A Guerra da Crimeia outra vez?
Entre 1853 e 1856 desenrolou-se a Guerra da Crimeia, opondo russos a uma boa parte da Europa e ao Império Otomano. O seu início? A ideia russa de proteção de populações ortodoxas e dos seus territórios, em colisão com os vizinhos otomanos. O seu espaço de conflito privilegiado? A península da Crimeia e o mar Negro. Mas, se à época a Rússia foi a derrotada, com custos muito elevados, hoje dificilmente o será.
O problema de ter como vizinhos potências militares e nucleares lideradas por um poder autocrático é o de, por mais que estas violem o direito internacional e por mais represálias que se despejem sobre si e os seus nacionais, provavelmente o resultado final não ser alterado. A Rússia está bem adaptada ao isolamento internacional. O presidente ucraniano já se apercebeu de que nunca a Ucrânia fará parte da NATO e só daqui por muito tempo, eventualmente, integrará a União Europeia. Assim, só um pragmatismo político, mesmo que orientado por valores, pode evitar uma guerra ainda mais longa e mais sofrida.
Claro que a confiança internacional sobre a Rússia ficará destruída durante décadas, bem como a sua economia sofrerá - e, com ela, todas as demais. Mas isso não é suficiente para levar à alteração das suas decisões que, ao contrário do Ocidente, não balançam com opiniões públicas, pela emocionalidade das redes sociais e da imprensa ou sequer por esse detalhe que são eleições. A pressão cívica ou o bem-estar das pessoas significa por lá algo de diferente e sem grande peso na decisão política.

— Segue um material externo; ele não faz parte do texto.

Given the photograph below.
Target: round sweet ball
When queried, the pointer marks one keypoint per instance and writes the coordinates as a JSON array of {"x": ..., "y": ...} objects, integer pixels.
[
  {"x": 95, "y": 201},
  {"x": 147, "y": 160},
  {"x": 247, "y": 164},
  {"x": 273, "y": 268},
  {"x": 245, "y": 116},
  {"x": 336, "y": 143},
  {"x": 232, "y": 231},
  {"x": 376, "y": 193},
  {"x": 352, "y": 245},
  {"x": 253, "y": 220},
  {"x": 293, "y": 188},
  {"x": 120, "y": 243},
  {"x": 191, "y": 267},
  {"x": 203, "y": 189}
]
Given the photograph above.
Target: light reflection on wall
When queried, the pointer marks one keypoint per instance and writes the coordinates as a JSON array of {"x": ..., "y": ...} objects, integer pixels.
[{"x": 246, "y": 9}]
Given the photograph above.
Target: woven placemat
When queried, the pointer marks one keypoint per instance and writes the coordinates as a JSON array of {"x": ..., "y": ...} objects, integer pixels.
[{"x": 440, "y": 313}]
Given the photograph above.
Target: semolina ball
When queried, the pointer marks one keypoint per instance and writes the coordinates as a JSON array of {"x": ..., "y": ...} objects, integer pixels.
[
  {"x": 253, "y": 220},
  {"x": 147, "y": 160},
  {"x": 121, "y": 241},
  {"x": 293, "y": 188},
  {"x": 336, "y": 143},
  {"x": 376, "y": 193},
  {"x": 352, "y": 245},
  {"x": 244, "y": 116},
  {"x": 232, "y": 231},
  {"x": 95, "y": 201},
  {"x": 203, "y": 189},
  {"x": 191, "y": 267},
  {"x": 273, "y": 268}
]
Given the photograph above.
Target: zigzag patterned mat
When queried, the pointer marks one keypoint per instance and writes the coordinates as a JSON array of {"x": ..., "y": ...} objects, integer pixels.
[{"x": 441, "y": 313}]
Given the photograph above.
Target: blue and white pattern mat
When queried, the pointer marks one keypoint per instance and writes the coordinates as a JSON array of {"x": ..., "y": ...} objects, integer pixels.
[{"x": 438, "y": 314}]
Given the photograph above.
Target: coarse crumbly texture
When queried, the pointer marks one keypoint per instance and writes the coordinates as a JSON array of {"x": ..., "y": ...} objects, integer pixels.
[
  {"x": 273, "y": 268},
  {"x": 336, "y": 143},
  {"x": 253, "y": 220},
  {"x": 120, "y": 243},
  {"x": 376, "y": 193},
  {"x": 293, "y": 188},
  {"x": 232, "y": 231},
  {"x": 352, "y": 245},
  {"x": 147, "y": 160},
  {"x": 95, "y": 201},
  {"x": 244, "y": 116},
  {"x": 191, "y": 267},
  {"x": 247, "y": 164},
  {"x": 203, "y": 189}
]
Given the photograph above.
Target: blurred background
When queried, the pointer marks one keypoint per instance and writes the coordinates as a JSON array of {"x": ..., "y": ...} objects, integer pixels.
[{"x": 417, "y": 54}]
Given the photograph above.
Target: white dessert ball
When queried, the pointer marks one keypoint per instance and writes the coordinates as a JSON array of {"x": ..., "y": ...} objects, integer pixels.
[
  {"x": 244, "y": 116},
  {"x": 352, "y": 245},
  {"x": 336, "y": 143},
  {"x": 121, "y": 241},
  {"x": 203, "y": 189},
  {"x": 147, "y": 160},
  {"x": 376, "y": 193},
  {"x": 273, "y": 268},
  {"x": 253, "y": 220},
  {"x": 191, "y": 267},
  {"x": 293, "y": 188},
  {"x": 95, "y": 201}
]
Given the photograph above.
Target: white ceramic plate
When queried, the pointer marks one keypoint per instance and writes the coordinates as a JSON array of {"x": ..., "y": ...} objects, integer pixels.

A Europa o melhor que aqui pode fazer é procurar, com empenho real, um cessar-fogo e um acordo que permita aos Estados em causa refazerem as suas convicções, sem derrotas demasiado óbvias a serem assumidas. Caso a Rússia pretendesse a simples tomada da Ucrânia pela força, provavelmente já o teria feito. Ou não. Talvez este processo atual seja parte do plano, com um objetivo final já traçado de anular absolutamente aquele país. Mas, sendo uma ou outra a decisão, o melhor sempre será procurar ativamente e quanto antes um processo negocial que salvaguarde vidas e que crie um mínimo sério de estabilidade e previsibilidade na região.
Estar-se-á nesse processo a beneficiar o uso ilegítimo da força e da ameaça sobre a ordem e o direito internacionais? Sem dúvida. Mas qual a alternativa real a isso? Um conflito militar de carácter mundial? O risco nuclear? Perante o jogo em curso, os jogadores têm de o assumir e não teorizar sobre as regras do jogo que vêm nos manuais. E procurar proteger vidas, todas as vidas, não porque os combustíveis sobem de preço, não porque os bens essenciais podem vir a escassear, mas simplesmente porque são vidas humanas que estão em causa.